Today is shopping day. We make a respectably early start and head for the markets along Avenida Petit Thouars, north of Ovalo and the central market. The range of goods is much better than what we saw last night and we are all soon bargain-hunting. I do not take long to find two brightly coloured woollen tapestries depicting Peruvian village scenes. Bargaining starts at 48 soles each, and I finally secure the two for 75 soles. Haggling is much harder work than in Pisac market, although the prices seem to start a little lower.
At noon, we have a rendez-vous with Barry and Anthea in the park. They are interested to hear what we have been up to, and take us to a favourite haunt of theirs, a pancake restaurant. The food is excellent and extremely filling, and they serve quite the best lemonade that I have ever tasted. When we have eaten our fill, we return to the markets together. John had earlier spied a tea set and wants Anthea to come and translate for him in the negotiations. In the event though, he seems somewhat put out of his stride by her presence.
At this point, James decides to return to the hotel for a break, while the rest of us (five) squeeze into a taxi to visit the Museum of the Nation. Barry and Anthea bid us farewell outside. The museum is well laid out and covers the various cultures of Peru from the earliest to the time of the Incas. Sadly, our lack of Spanish means that we get less out of it than we might have done.

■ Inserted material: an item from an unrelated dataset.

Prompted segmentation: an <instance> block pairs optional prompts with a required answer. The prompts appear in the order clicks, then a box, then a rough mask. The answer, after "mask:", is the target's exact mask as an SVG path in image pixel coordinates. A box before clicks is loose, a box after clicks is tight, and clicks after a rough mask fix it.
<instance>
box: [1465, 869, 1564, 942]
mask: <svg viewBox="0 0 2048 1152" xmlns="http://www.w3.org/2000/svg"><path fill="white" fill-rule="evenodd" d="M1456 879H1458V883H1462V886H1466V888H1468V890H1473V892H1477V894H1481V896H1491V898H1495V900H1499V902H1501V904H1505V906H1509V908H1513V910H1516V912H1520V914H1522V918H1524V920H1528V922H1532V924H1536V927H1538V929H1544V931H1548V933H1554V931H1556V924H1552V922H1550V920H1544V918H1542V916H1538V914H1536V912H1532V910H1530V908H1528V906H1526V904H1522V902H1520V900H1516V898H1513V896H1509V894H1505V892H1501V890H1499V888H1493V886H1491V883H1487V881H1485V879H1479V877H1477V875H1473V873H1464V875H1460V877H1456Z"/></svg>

It is as we are soon to leave that I feel a sudden and overwhelming need to visit the lavatory. Hurrying to the information desk, I ask where the nearest one might be located. I few moments later I am back, with an increased expression of urgency, to ask if they can find any loo paper. In the event I am forced avail myself of pages 403ff of the guidebook—South-west Bolivia.
We eat dinner in an inexpensive restaurant in a back street near the hotel, recommended in the Rough Guide. At only 12 soles each, it is also considerably more tastey than the previous night’s expensive effort. However, we finish up (at James’ suggestion) in Lima’s very own Kentucky Fried Chicken. Carefully watching the centimos to avoid either a surfeit or a deficit of soles when we reach the airport, we calculate that we can just stretch to a coffee and ice-cream.